Quella guerra così distruttiva, come mai ce n’erano state prima e nella quale le nazioni belligeranti buttarono ogni risorsa, sia umana che materiale, segnò la fine di un’epoca, cambiò il volto del mondo e seminò i presupposti letali dai quali sarebbero derivate altre grandi tragedie.
La guerra, in tutte le sue forme, è la più grande delle ingiustizie; è la negazione di ogni palpito di umanità; e si accanisce, in primo luogo, contro i più deboli, le donne, gli anziani, i bambini, la popolazione inerme. Le vittime di sempre.

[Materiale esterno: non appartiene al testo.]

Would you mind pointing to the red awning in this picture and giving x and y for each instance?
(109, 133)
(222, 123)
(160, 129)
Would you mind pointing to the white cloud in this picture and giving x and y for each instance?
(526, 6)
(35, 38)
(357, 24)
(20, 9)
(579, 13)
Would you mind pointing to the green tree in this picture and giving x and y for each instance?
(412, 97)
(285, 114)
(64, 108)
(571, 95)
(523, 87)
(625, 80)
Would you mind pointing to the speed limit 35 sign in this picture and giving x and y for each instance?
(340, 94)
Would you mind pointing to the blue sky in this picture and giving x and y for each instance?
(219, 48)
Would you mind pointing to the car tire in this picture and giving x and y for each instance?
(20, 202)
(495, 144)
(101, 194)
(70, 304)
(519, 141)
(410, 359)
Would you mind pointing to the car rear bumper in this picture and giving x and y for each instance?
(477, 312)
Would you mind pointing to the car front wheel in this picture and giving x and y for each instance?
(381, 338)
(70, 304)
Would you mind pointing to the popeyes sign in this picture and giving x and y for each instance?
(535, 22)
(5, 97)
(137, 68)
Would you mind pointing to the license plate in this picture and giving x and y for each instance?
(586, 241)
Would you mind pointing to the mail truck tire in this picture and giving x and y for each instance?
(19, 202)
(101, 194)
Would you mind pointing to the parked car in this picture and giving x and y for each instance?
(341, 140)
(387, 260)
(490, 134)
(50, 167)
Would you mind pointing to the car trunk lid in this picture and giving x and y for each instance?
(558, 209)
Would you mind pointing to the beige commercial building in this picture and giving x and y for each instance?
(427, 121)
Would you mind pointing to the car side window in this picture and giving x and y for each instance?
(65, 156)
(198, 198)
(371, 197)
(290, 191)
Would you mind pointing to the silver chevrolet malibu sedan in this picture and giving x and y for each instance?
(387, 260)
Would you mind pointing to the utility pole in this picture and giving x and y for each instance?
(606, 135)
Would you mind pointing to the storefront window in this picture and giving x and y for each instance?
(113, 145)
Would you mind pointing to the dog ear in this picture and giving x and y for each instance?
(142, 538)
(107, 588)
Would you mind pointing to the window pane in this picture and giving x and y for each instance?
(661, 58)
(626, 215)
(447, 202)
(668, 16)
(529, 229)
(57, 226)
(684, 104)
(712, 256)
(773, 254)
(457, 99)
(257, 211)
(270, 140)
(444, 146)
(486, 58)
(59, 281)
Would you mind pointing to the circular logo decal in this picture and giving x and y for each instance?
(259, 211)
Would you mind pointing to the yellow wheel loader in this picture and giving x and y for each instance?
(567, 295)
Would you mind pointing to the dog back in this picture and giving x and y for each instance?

Oggi, la guerra in Ucraina e il riaccendersi del conflitto israelo-palestinese e l’invasone di Gaza stroncano la vita di migliaia di innocenti; tante sono le voci che mettono in guardia sul rischio di una conflagrazione più estesa, in quanto simili sarebbero le condizioni a quelle del 1914. Allora, una crisi regionale nei Balcani, apertasi con l’attentato di Sarajevo, che poteva essere circoscritta e avviata verso una soluzione mediata dalla diplomazia, sfociò nell’apocalisse mondiale quando la Russia zarista, grande sponsor del panslavismo professato dal nazionalismo serbo, decretò la mobilitazione, ancorché parziale, a seguito del bombardamento austro-ungarico di Belgrado. Quella mobilitazione innescò le paure di accerchiamento – Francia da una parte e Russia dall’altra – della Germania, alleato di ferro dell’Austria Ungheria, che mise mano alle dichiarazioni di guerra. Tutti volevano evitarla, quella guerra, ma tutti la fecero; ed essa, sul sangue di milioni di morti, determinò la decadenza dell’Europa, l’ascesa geopolitica degli Stati Uniti, la ridefinizione del concetto di occidente e la rivoluzione bolscevica. Era un altro mondo. E un altro ordine mondiale, secondo alcuni, è la prospettiva verso la quale non pochi vorrebbero portare il destino di tutti noi.